I love noisemakers; siren whistles are my favorite. They make a happy noise that sounds a little like… a siren, WHOOOOOOPPWEEEEEENNUUUUuuuuuuuuu! I ordered some for the wedding, and was giddy when they arrived. I opened the box and ran my (thoroughly washed) hands through the wealth of siren whistles at my disposal. Then I grabbed a shiny silver whistle for a trial run. I brought it to my expectant lips and gave it a go. The whistle coughed and then responded with a weak, fweeeeee. It sounded not unlike a dying baby seal. They’re so bad that Bryan and I have taken to blowing on them sarcastically.

“I’ve scheduled our appointment for the honeymoon innoculations… fweeeeeee.”

“I can’t wait until Schwarzenegger is our governor… fweeeeee.”

The things actually seem to be wheezing. Of course, now we find them so amusing that we’ve become attached. This means that we’ll most certainly be exiting the church to a chorus of fweeeee.

Stuff I Learned from Reading

  • How to figure out when it’s your dream. From O Magazine‘s interview with Salma Hayek:Salma Hayek: …This is one thing I learned: How do you recognize what is your true dream and what is the dream that you are dreaming for other people to love you?

    Oprah: How?

    SH: The difference is very easy to understand. If you enjoy the process, it’s your dream.

    O: Correct.

    SH: If you are enduring the process, just desparate for the result, it’s somebody else’s dream.

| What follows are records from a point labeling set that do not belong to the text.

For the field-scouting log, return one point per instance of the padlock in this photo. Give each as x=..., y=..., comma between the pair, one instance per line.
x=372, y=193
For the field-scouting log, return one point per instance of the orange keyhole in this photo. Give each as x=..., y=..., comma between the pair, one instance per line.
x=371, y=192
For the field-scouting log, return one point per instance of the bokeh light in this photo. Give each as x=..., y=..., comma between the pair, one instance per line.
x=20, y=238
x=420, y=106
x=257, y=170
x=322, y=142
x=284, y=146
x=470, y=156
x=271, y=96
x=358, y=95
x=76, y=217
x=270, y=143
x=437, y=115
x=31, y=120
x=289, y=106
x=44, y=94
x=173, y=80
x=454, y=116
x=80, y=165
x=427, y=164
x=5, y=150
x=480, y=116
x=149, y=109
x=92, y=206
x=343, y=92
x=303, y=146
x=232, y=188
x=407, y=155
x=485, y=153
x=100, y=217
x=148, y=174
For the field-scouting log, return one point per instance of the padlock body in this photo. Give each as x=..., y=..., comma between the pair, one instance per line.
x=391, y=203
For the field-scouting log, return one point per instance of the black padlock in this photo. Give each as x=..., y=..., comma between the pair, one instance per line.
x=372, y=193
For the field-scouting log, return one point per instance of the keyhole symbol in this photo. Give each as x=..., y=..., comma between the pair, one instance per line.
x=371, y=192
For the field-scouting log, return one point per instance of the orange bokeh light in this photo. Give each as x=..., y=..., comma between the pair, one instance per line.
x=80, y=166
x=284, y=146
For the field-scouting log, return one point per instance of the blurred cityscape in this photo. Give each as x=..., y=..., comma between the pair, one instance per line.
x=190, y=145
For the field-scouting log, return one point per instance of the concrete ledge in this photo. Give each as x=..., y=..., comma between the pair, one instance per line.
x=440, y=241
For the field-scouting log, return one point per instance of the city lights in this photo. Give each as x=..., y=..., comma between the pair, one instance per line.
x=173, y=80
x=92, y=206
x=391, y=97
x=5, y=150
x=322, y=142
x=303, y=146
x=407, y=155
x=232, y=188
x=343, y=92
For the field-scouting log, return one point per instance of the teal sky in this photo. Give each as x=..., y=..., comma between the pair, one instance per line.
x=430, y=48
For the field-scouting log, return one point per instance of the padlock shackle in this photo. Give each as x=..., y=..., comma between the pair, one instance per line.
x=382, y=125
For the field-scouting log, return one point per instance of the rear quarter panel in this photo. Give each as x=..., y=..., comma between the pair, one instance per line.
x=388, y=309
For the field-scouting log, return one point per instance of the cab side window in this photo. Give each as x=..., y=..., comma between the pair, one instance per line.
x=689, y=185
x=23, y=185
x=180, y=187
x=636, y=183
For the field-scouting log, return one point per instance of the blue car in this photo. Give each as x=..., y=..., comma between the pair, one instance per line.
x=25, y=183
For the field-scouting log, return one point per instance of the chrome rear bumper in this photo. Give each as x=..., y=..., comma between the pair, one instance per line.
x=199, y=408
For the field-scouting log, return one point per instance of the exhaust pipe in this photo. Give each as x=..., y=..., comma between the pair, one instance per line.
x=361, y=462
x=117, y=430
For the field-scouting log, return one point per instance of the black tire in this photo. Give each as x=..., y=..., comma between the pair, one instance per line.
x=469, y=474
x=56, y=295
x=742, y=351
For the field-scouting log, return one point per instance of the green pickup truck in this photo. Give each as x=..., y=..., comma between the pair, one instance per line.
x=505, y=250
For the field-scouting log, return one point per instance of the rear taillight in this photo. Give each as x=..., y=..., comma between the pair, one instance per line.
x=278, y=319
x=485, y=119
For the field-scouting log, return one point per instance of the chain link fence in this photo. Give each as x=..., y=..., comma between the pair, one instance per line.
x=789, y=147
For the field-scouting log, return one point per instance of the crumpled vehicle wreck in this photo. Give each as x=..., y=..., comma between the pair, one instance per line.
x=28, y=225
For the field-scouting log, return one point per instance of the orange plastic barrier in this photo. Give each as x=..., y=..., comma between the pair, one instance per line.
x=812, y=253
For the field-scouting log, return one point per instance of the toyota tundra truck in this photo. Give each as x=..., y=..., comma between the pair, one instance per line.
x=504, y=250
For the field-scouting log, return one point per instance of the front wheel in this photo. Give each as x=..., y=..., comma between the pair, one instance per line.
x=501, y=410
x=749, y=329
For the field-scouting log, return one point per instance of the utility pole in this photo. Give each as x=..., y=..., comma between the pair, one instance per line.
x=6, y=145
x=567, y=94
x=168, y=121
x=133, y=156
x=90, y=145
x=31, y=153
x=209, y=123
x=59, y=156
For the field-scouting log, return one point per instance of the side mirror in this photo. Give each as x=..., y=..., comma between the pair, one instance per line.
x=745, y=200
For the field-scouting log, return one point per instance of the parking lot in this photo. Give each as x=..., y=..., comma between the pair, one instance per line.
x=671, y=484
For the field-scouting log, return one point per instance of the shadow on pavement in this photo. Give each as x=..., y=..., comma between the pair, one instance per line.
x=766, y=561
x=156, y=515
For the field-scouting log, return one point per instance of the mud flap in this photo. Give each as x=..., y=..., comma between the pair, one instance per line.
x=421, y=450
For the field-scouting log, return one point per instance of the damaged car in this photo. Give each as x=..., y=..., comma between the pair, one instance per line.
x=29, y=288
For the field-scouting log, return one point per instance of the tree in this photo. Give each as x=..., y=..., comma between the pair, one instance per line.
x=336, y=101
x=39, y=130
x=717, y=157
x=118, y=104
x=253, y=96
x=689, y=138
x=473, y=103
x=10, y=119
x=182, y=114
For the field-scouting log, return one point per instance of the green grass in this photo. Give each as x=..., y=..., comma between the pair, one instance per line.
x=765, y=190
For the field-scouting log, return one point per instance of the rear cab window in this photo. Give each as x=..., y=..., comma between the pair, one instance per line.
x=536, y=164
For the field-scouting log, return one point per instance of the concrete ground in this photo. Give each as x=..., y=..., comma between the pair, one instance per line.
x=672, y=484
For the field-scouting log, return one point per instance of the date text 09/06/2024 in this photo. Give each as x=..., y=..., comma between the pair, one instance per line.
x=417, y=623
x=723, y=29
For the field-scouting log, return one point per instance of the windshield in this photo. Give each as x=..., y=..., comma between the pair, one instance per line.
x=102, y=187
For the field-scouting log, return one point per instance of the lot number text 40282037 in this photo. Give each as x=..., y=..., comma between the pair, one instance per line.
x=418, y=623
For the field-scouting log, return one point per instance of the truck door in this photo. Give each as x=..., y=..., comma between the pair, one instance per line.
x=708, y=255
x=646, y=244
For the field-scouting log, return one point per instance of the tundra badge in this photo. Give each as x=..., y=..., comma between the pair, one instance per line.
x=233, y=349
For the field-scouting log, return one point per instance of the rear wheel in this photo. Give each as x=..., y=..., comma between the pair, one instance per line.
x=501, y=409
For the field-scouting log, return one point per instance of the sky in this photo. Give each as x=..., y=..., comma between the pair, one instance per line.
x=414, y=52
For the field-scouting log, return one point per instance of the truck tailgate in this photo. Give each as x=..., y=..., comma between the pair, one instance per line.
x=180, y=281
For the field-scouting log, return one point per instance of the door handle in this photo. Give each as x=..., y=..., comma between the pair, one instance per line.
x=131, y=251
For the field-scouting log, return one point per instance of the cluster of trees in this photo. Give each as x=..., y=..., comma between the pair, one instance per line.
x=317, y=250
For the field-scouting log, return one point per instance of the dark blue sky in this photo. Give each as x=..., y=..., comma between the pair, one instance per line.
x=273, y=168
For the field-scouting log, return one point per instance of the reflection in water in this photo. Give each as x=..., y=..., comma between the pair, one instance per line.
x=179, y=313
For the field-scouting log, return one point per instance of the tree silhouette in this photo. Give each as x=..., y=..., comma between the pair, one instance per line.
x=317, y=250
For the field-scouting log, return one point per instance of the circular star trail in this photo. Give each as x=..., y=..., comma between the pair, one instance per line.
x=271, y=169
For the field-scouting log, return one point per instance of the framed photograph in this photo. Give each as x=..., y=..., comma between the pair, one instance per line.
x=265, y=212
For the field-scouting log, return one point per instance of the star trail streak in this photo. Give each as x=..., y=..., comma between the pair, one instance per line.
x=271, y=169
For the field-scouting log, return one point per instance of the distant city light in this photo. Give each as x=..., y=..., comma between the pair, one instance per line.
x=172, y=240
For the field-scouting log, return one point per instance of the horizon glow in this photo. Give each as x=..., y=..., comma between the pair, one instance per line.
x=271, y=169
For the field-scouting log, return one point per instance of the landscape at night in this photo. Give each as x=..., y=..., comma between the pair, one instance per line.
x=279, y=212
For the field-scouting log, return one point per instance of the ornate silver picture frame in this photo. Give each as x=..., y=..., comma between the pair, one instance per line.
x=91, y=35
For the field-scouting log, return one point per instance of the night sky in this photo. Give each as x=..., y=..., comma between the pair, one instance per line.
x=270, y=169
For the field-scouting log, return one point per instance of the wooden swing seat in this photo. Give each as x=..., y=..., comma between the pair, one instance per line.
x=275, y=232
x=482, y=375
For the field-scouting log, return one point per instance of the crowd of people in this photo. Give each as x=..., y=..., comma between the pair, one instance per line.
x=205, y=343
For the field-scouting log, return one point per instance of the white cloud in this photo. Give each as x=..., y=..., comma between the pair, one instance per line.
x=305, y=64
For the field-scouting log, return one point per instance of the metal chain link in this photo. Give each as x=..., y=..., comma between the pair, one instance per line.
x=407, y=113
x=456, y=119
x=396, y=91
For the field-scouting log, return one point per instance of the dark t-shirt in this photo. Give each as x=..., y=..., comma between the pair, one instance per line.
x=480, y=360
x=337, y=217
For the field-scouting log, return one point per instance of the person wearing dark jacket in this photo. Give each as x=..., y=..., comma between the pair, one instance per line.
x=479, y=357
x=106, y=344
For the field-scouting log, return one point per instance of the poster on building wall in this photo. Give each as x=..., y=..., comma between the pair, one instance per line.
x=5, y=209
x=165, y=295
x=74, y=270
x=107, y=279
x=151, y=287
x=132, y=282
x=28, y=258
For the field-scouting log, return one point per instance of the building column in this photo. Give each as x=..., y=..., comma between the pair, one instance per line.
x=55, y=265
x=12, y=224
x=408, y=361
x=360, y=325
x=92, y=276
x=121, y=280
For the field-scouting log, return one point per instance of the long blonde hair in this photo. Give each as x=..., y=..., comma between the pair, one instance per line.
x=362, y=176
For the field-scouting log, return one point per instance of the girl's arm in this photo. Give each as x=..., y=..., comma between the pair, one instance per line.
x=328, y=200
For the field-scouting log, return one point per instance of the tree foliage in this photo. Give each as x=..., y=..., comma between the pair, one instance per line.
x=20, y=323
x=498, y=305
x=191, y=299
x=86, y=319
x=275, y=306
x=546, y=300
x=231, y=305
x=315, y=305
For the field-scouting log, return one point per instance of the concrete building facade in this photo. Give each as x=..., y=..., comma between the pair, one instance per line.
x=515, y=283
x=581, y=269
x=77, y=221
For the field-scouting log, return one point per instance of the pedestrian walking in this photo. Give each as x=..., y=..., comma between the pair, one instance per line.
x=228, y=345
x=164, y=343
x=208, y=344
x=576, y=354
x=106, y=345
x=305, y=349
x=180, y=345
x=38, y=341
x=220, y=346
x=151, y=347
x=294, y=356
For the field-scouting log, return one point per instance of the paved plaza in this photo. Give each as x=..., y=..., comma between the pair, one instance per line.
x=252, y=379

  • I want to read Common Shock by Kaethe Weingarten. O‘s book reviewer describes the premise like this: “In a society rampant with binary thinking–good versus evil, us versus them–how do we move toward understanding and forgiveness of those who are different? How do we hold onto hope and let go of fear?”
  • I’ve been watching too much T.V. Painter Robert Henri says, “You can do anything you want to do. What is rare is this actual wanting to do a certain thing: wanting it so much that you are practically blind to all other things, that nothing else will satisfy you.”
  • North Koreans are living in an Orwell novel. From this week’s New Yorker, “Alone in the Dark” by Philip Gourevitch:”Pyongyang is North Korea’s model city, full of model schools and model hospitals and model people: residence is reserved for the Party’s chosen, the political and military elite, the commissars and cadres and their most faithful followers, and the population is regularly cleansed of those deemed ideologically lax, as well as the old, the sick, the disfigured, and the lame, who are banished to the provinces and replaced by a fresh crop of loyalists.”